Friday, October 28, 2016

More Islands

In a previous post I talked about an approach for creating a large central island on a map by creating a circular island and then perturbing the outline of the island using noise to create more interesting shapes:

This works well for large central islands, but it's not a very good approach for creating smaller islands.  In this post I'll discuss some other approaches for creating islands that are better suited to creating incidental islands.

A straightforward and simple approach for creating smaller islands is to pick an initial sea location for the island, make that land, and then add randomly land on the coast of the island until the island is the desired size:

Because you're adding bits of land to the island randomly, there's a chance that you'll get an oddly-shaped island.  The more locations you add to your island, the more likely it will be a blob shape.  If you create an island of 5 locations this way, getting all five in a long row is not that unlikely.  If you create an island of 500 locations it would be very unlikely to get them all in a row.  But you still get some random-looking variations:
If the shapes this produces seem too random, an easy way to get a blobbier shape is to weight the random selection by how many neighboring locations are already island locations.  This will tend to create a more convex island shape.
I don't like this method for producing large islands because they almost always end up as featureless blobs, but it works well to create small islands as accents around a larger island or off a coast:
Another type of island we might like on our map is a cluster of small islands.  This is easy enough to do once we have blob islands working; it's just generating a spray of small blobs around a point:
You could also generate islands along a line to get something that looks like an island chain, but I haven't implemented that yet.

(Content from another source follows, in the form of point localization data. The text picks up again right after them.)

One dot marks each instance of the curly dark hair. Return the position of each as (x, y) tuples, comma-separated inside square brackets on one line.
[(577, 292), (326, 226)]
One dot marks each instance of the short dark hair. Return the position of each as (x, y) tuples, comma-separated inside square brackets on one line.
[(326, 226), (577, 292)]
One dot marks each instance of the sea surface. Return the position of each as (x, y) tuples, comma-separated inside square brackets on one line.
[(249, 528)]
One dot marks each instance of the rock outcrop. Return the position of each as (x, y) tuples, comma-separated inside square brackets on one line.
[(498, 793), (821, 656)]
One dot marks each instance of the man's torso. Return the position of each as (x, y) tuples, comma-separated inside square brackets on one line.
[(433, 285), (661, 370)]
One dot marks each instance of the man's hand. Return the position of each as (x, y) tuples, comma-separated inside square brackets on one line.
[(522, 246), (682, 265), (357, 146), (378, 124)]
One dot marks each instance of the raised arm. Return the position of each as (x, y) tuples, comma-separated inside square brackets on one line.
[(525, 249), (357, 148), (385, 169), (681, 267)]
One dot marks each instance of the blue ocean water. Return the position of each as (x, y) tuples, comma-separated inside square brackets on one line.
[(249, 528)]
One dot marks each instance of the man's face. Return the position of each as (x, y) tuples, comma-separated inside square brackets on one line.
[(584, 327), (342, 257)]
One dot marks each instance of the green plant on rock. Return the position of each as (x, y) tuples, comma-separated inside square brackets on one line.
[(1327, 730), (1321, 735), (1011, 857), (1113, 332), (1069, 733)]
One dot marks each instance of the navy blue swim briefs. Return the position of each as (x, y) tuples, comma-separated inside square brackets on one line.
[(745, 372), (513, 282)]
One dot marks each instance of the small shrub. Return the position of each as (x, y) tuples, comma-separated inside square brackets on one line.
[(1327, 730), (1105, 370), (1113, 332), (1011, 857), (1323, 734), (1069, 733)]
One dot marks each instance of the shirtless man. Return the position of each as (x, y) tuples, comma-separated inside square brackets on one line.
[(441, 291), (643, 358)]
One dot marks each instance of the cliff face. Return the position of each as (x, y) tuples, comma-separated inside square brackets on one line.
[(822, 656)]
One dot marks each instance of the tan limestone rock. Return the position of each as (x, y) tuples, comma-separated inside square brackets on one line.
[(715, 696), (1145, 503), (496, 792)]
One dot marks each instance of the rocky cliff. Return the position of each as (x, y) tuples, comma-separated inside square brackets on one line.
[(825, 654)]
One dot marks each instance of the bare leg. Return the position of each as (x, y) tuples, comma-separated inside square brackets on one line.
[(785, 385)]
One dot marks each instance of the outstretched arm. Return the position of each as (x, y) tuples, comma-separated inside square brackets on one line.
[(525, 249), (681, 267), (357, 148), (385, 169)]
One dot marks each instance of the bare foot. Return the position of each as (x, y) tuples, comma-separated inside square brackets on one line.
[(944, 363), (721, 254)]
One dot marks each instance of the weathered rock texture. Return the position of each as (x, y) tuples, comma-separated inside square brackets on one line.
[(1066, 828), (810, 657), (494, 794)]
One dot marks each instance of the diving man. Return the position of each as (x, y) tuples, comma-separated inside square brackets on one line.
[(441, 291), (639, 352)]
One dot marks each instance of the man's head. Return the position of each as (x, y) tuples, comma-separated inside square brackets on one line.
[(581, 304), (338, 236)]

Assuming we're scattering our islands randomly and close enough together, some of them will overlap and form larger islands and create a natural size distribution as well.  Combining blob islands, cluster islands and larger landforms starts to give us some interesting and realistic-looking terrain:
And here's an example with a mountainous central island and some outlying islands:
So far I've talked about how to generate islands, but placing them is also important.  Outlying islands generally look better if they're relatively close to the main land masses.  This connects them visually and looks more natural to our eyes:
And here:
Compare to this example, where the islands in the lower half of the map look unnaturally far away:
You can address this by weighting the placement of these incidental islands so that they're more likely to be near land, or using some more intelligent algorithm.  But that may not be necessary.  Maps tend to be mostly land anyway (since there's not a lot of interest in empty sea), and if there isn't a lot of room in the seas for islands, they'll be forced to be placed near land.  (Indeed, I had to generate quite a number of maps to get the "bad" example above.)